A Kubernetes cluster running on an external etcd can be helpful in a number of scenarios, including deploying the Kubernetes cluster across multiple data centers or entrusting the management of the cluster to a separate team or organization. The Kubernetes cluster restore function can also be used for disaster recovery and backup purposes, as it makes it simple to restore the state of the Kubernetes cluster in case of an unexpected failure.
It is important to note that external Etcd requires additional configuration and maintenance when compared to the default internal Etcd that comes with Kubernetes and requires no additional configuration. It can, however, provide the user with more flexibility and control over the storage and management of the data in the Kubernetes cluster.
Kubernetes Fundamentals
Pod
ReplicaSet
Deployment
Service
POD : POD is a single instance of any application, It is also a smallest object we can create in Kubernetes. PODS generally have one to one relationship with container within Kubernetes. In the exception (Multi container) case a POD can have two containers like Helper container (Data Pusher or Data Puller).
ReplicaSet : A replica set maintains a stable set of replica PODS at any given time, and it guarantees that a specified number of identical pods are available at any time
Deployment : Deployment runs multiple replicas of your application and automatically replaces any instances that fail or become unresponsive, It is well-suited for stateless applications.

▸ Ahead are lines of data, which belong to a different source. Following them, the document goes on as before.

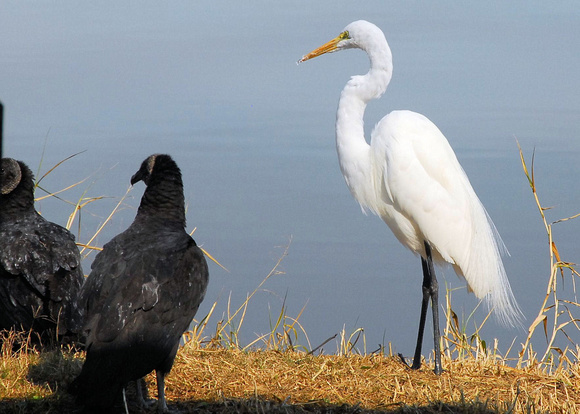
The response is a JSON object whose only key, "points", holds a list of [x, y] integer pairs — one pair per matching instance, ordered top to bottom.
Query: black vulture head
{"points": [[156, 165], [11, 175], [163, 196]]}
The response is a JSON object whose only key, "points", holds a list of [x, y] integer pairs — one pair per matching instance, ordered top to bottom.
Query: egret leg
{"points": [[430, 291], [161, 403]]}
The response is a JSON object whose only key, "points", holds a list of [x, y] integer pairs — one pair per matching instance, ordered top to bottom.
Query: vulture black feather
{"points": [[40, 269], [142, 294]]}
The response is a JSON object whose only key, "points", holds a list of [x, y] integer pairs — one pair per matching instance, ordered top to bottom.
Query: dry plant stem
{"points": [[551, 290], [243, 307]]}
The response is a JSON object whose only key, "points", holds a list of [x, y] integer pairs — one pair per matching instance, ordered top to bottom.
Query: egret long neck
{"points": [[353, 150]]}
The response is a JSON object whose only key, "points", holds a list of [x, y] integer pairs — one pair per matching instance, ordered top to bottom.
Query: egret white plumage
{"points": [[411, 178]]}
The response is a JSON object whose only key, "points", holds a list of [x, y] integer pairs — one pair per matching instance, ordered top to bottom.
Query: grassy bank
{"points": [[214, 373], [213, 379]]}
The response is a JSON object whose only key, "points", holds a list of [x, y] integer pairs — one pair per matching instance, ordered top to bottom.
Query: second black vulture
{"points": [[40, 269], [142, 294]]}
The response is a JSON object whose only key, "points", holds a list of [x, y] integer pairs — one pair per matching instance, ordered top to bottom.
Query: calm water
{"points": [[215, 84]]}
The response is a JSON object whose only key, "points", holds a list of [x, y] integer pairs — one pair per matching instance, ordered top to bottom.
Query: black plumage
{"points": [[40, 269], [142, 294]]}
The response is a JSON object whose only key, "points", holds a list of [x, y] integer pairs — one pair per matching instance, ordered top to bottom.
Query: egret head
{"points": [[360, 34]]}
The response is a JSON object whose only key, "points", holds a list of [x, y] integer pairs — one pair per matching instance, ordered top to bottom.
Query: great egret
{"points": [[410, 177]]}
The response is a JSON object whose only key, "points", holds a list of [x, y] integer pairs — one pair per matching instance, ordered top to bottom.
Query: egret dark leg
{"points": [[430, 291], [161, 403]]}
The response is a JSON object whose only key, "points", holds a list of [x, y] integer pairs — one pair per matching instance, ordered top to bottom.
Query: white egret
{"points": [[410, 177]]}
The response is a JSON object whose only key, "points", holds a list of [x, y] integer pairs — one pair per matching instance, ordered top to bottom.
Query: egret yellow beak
{"points": [[325, 48]]}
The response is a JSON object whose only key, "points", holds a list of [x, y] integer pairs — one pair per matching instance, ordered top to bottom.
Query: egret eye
{"points": [[344, 35]]}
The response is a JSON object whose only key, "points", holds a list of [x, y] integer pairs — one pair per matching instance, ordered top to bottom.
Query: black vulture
{"points": [[40, 264], [142, 294]]}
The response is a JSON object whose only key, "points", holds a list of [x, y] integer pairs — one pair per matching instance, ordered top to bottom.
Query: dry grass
{"points": [[280, 372], [218, 380]]}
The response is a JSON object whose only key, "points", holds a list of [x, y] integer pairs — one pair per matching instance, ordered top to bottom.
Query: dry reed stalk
{"points": [[553, 305]]}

Service : Services abstract POD’s, providing the user with a stable, so-called virtual IP address. It works as a load balancer in front of a POD
Using Amazon EKS, you can run Kubernetes on AWS without installing and operating your own control plane or worker nodes.
Kubernetes is an open-source container orchestration system that allows you to deploy and manage containerized applications. Kubernetes organizes containers into logical groups for management and discovery, then launches them onto Amazon Elastic Compute Cloud (Amazon EC2) instances. You can run containerized applications on premises and in the cloud using Kubernetes, including microservices, batch processing workers, and PaaS platforms.
EKS deploys the Kubernetes control plane, including the API servers and backend persistence layer, across multiple AWS Availability Zones (AZs) for high availability and fault tolerance. AWS EKS automatically detects and replaces unhealthy nodes in the control plane. AWS Fargate provides serverless compute for containers, so you can run EKS using it as part of a serverless computing setup. With AWS Fargate, there is no need to provision and manage servers, you can specify the resources for a given application and pay for them as needed, and the software enhances security through application isolation by design.
Amazon EKS is integrated with many AWS services to provide scalability and security for your applications. These services include Elastic Load Balancing for load distribution, AWS Identity and Access Management (IAM) for authentication, Amazon Virtual Private Cloud (VPC) for isolation, and AWS CloudTrail for logging.
Amazon EKS works by provisioning (starting) and managing the Kubernetes control plane and worker nodes for you. At a high level, Kubernetes consists of two major components: a cluster of ‘worker nodes’ running your containers, and the control plane managing when and where containers are started on your cluster while monitoring their status.
Without Amazon EKS, you have to run both the Kubernetes control plane and the cluster of worker nodes yourself. With Amazon EKS, you provision your worker nodes using a single command in the EKS console, command-line interface (CLI), or API. AWS handles provisioning, scaling, and managing the Kubernetes control plane in a highly available and secure configuration. This removes a significant operational burden and allows you to focus on building applications instead of managing AWS infrastructure.